How Many Copies of a Book are Sold, On Average?

Steve Laube recently posted an article on average book sales. The figures he posted are interesting and yet, most authors never sell that many books. Across 10 authors and 51 books, he came up with a figure of 12,455 copies. Someone else came up with a figure of 5,000 copies. Most of the one million books published in the United States each year will never sell more than 100 copies. Why the differences in numbers?

One thing we have to ask when trying to find the average is what we really mean by the average. As you are probably aware, there is more than one way to calculate an average. The most frequently used method is to calculate the mean. This is done by taking the total books sold and dividing by the number of titles. This is what Steve Laube did. But the mean has little meaning when a few books have very large numbers and the rest are smaller. For example, if we have three books with sales of 5,300, 7,000, and 1,000,000, the mean will be 337,433. We wouldn’t tell an author who has written a book that he will probably sell 300,000 books, based on those numbers. Steve Laube tried to get around the problem by removing the very high numbers and the very low numbers. The problem with that is that it is arbitrary to decide where the cutoff point is. Also, as so many industry professionals tend to do, by focusing only on the major publishers, Steve pretends that more than half a million books published in the United States don’t exist.

The median is a better method of calculating the average in a situation like this because it more accurately represents the typical case. That is usually what people are asking for when they ask about the average book sales. They realize there are some books that sell much larger numbers and some books that much smaller numbers. It eliminates the problem of the extremes because it finds a midpoint at which half the books sell less than the median and half sell more. Given the three books mentioned above, the median is 7,000. But here again, we have the question of whether we should include the half-million books that are selling less than 100 copies. If we do, our average is likely to come out at 100 copies per book, nowhere close to Steve Laube’s 10,000 or the other fellow’s 5,000.

Industry professionals typically leave out the lower half-million because the vast majority of those books are self-published and poorly written. Industry professionals are going on the assumption that by the time a book makes it through the filtering process of obtaining an agent, publisher selection, and improved editing and marketing the book has a much better chance of success. They aren’t concerned about books they wouldn’t publish. For them, that makes sense, but the rest of us have to decide which books we should include in the average.

If you are considering self-publishing, there’s no doubt about it, you must include the half-million self-published books in your figures. While you may be convinced your book is better, you have no way of knowing, since you haven’t read all most of those books. But you can help yourself out by focusing only on those books that fall within your genre. Comparing a children’s book to a computer book is like comparing apples to oranges. But if you are seeking a publisher, don’t assume you can use Steve Laube’s numbers. Until you have a contract in hand, you will have to include the sale of all those people who also don’t have a contract. I don’t know what that number is, but I do know there are a lot of books that are sitting on the shelf and will never be published.
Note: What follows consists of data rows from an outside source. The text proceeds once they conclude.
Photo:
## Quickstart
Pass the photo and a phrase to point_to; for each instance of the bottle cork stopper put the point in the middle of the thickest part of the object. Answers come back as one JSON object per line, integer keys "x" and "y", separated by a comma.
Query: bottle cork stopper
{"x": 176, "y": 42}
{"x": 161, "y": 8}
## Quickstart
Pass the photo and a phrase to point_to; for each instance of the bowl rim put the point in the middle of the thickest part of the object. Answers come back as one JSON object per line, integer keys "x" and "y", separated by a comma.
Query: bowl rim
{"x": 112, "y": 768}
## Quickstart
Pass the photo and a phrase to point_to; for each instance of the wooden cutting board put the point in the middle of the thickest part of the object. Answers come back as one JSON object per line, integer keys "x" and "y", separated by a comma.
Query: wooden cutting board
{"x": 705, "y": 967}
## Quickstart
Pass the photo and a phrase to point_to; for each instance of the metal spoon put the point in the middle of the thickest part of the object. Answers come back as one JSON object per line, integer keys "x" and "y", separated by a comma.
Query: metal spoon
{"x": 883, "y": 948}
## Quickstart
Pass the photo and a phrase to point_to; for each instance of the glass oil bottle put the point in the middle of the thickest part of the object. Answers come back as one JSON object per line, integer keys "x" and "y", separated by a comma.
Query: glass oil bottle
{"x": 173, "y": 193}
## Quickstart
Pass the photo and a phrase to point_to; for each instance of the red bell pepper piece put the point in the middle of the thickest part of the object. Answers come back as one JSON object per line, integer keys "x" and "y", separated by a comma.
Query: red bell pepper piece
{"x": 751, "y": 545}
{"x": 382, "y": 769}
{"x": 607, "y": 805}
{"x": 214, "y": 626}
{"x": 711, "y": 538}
To say that this is complicated is an understatement. At best, we can compare our book to the books most similar to ours, though that is hard enough. But we can’t find a simple average number of books sold.

Comments

Thanks Tim... a good post but things like sales can de-motivate me sometimes.

Example:
"Most of the one million books published in the United States each year will never sell more than 100 copies."


If it takes me a year to write a book I know I am very unlikely to make a year's salary from self-publishing (and without factoring in the promo / time it takes to get your book noticed) But I guess like most creative 'hobbies' you just have to do it and the enjoyment comes from that - any income is a bonus .... least that's what I keep telling myself !!!

But also...
Amazon recently announced their eBook (Kindle) sales have for the first time eclipsed physical book sales... I guess with Apple and Google the only way is up !!